A fairly extensive body of research suggests that customers are put off by too many choices. But that might not apply to swanky German cars.
With a fast-expanding fleet of machines, Mercedes just booked a massive chunk of business in March—its best month ever, in fact. Daimler sold 158,523 vehicles worldwide, 13 percent more than it sold in March 2013.
Neither BMW nor Volkswagen’s Audi, the global luxury leader this year, has reported last month’s sales yet. But the Daimler figures represent a 14 percent increase over Audi sales in March 2012 and a 6 percent improvement over BMW’s year-earlier performance.
In short, it was a bonkers bit of business.
In the car-selling game, that kind of bump typically means shenanigans—specifically, huge incentives that are great for moving metal but not so powerful at fueling profit. It’s too soon to tell just how much cash Daimler dealers were putting on the hood of their new sedans and SUVs last month, but what’s interesting is that in the U.S., at least, the company has been dialing down sales sweeteners recently, minus a slight uptick in February.

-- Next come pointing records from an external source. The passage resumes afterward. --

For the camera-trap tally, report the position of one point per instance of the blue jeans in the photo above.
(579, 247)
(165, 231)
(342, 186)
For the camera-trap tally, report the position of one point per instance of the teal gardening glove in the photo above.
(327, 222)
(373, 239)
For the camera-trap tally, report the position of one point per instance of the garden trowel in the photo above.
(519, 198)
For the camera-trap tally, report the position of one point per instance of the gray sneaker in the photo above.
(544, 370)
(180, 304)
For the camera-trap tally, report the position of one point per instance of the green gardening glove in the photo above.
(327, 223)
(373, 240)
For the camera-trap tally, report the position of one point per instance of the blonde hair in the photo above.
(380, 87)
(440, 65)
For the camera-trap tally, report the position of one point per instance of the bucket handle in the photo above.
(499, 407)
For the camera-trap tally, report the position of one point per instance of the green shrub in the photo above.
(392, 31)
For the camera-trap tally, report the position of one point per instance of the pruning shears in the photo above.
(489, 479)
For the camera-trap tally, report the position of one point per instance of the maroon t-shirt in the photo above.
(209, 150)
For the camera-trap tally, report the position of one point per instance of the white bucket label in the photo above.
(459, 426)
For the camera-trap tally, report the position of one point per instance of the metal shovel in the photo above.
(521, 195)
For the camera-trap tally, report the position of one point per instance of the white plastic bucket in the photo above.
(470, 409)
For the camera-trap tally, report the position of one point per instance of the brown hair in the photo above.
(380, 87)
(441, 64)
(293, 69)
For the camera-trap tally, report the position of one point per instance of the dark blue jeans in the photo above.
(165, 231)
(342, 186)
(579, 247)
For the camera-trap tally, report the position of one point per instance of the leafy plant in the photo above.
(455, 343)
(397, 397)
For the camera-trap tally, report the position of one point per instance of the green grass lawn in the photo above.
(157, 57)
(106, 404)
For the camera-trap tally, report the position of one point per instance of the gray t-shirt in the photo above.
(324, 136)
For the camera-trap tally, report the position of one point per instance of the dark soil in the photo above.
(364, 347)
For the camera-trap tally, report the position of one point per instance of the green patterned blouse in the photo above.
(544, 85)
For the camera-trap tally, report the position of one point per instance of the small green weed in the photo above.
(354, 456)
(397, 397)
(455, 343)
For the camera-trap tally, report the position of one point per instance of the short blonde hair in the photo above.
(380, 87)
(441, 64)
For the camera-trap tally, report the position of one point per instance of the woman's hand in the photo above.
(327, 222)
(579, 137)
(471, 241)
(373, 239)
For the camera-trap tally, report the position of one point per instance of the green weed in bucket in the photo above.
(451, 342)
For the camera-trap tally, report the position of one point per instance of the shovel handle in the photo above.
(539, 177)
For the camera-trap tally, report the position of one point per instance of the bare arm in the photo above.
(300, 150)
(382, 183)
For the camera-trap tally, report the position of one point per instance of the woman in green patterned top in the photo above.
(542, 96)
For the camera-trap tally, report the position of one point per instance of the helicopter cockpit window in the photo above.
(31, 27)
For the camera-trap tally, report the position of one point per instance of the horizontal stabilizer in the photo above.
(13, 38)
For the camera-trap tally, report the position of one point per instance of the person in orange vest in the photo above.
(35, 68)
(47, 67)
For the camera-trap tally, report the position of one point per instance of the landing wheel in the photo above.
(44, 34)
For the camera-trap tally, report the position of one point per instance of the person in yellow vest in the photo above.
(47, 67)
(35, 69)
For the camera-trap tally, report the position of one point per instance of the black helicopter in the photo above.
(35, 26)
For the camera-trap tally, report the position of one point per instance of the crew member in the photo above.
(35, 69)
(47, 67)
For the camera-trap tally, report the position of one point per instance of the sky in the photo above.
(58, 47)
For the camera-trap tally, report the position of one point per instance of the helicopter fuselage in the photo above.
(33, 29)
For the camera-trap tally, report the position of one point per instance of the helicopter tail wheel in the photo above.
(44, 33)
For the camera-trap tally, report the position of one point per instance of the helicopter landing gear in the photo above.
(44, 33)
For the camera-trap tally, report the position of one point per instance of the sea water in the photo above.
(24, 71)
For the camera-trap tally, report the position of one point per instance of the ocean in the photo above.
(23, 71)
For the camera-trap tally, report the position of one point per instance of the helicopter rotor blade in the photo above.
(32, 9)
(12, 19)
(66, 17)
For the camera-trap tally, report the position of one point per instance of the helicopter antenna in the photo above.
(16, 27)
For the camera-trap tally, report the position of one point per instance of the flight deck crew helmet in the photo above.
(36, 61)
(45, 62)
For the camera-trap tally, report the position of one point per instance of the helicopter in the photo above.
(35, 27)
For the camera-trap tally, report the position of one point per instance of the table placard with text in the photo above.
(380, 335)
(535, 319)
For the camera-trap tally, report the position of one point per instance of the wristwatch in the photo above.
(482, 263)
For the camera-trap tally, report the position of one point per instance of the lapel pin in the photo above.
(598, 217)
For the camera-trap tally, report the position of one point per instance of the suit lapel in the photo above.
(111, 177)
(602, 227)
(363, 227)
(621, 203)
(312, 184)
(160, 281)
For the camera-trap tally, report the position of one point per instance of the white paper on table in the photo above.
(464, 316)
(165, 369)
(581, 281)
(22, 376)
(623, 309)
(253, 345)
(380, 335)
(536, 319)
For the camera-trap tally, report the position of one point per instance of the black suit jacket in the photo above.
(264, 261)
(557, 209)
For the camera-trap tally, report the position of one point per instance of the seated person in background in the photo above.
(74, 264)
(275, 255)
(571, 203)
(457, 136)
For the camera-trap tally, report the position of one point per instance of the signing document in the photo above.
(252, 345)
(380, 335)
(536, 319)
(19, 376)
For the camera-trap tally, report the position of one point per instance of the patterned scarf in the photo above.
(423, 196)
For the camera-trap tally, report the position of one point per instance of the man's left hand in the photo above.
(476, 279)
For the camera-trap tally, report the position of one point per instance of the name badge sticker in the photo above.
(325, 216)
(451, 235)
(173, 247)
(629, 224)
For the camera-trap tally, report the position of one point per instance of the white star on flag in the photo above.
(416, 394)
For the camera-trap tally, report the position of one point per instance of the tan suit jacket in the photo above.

It’s possible that Mercedes is simply making great cars and a wider variety of them. As part of a plan to unveil 30 new models through 2020, it has rolled out in recent months the relatively affordable CLA sedan, the compact A-class hatchback, and a compact crossover, the GLA. Those smaller, cheaper options seem to be driving the blue-chip brand in China, Japan, and the United Kingdom, where Mercedes made its biggest gains.
In the U.S., the company now sells about 15 models to BMW’s 10.
The other possibility is that Daimler is burning up its profit margins in its rush to get out front. We’ll know if that’s the case when the company announces earnings April 30.